Molto lontano. Lontano da dove? Dal passato, certo. I am very far rappresenta una svolta nella carriera degli Okkervil River. Se la direzione di questo cambiamento sia giusta o meno, però, è da vedere. Il dibattito, perlomeno tra i fan, è aperto, nonostante la stampa (basta controllare su Metacritic) abbia apprezzato l’album. Che sorgano dubbi è il minimo, vista la qualità che la band aveva raggiunto da Black sheep boy (2005) in poi. Ma evolversi è naturale, e gli Okkervil River hanno cambiato pelle già più d’una volta. «Per ogni disco cerco di avere un approccio differente, per sentire che vado avanti», ha dichiarato Will Sheff, leader e autore del gruppo americano, spiegando il suo metodo: darsi, di volta in volta, regole ed obiettivi. E poi dismetterli a lavoro finito, per non rimanere sepolto da essi. Quindi, bando alla nostalgia. La portentose soluzioni stilistiche di Black Sheep Boy, The Stage Names e The Stand Ins sono alle spalle.

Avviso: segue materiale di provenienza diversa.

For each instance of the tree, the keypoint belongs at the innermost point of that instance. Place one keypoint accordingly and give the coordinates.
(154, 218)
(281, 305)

Il nuovo sound degli Okkervil River è opera di uno Sheff sempre più smaliziato, curioso e sicuro di sé. La sicurezza gli viene dalla stima crescente che il suo lavoro ha raccolto negli ultimi anni. Sheff, tra l’altro, ha lavorato come autore per Norah Jones e come produttore, ottenendo egregi risultati con True love casts all evil, in cui mise gli Okkervil River a disposizione del pionere della psichedelia Roky Eckerson, per un ritorno sulle scene sorprendente e apprezzato (Eckerson ha avuto problemi di salute mentale e non incideva musica da 14 anni). I suoni di quell’album anticipano in parte quelli di I am very far. Lavorando col veterano Eckerson, Will è stato contagiato da «un’energia caotica e potente» che ha poi nutrito ogni idea per le sue nuove canzoni. Sheff, in ogni caso, non aveva alcuna voglia di compiacere il pubblico. Semmai era interessato a compiacere se stesso, inseguendo la propria musa in solitudine. Così, ecco un nuovo tipo di testi: non più le rivisitazioni letterarie dei miti dello shobiz rock, ma oscuri paesaggi mentali, qualcosa che viene dal subconscio e che possa colpire gli ascoltatori a un livello sotterraneo. Ed ecco, sul versante strettamente musicale, le inedite sperimentazioni in studio, dove Sheff ha voluto coinvolgere un gran numero di musicisti (l’apertura di “We need a myth” è suonata da 45 chitarre acustiche!), spesso facendoli suonare nello stesso momento. A Will Sheff non manca l’ambizione. Non è mai mancata.

Il risultato è senz’altro spiazzante per chi segue gli Okkervil River da tempo, ma potrebbe convincere qualche nuovo ascoltatore, visto che dopotutto I am very far lascia l’impronta folk rock molto sullo sfondo, apparendo più contemporaneo di qualsiasi altro lavoro della band. Sul domenicale del Sole 24 ore, Christian Rocca sosteneva che gli Okkervil River di I am very far sono «una via di mezzo tra i Wilco e gli Arcade Fire». Una semplificazione giornalistica, ma non lontana dalla realtà. Gli arrangiamenti sono ricchi e sfaccettati. A volte fin troppo: un pezzo delicato come “The rise”, che ha il ruolo di gran finale, a tratti sfiora il pretenzioso. E in tracce come “White shadow waltz” o “Show yourself”, il vestito sonoro sembra contare più della scrittura compositiva. Ogni tanto, la teatralità della voce di Sheff tende a tracimare (su “We need a myth” o in “Mermaid”, ad esempio).  Ma in mezzo a tanta enfasi si trovano ancora canzoni memorabili. La potente “Rider”, ottima anche dal vivo; “Hanging from a hit”, una marcia delicata, forse la più in linea con i successi del passato; il walzer esagerato di “Wake and be fine”; la luminosa “Your Past Life As a Blast”, da qualcuno definita «the most songwriterly song» dell’album.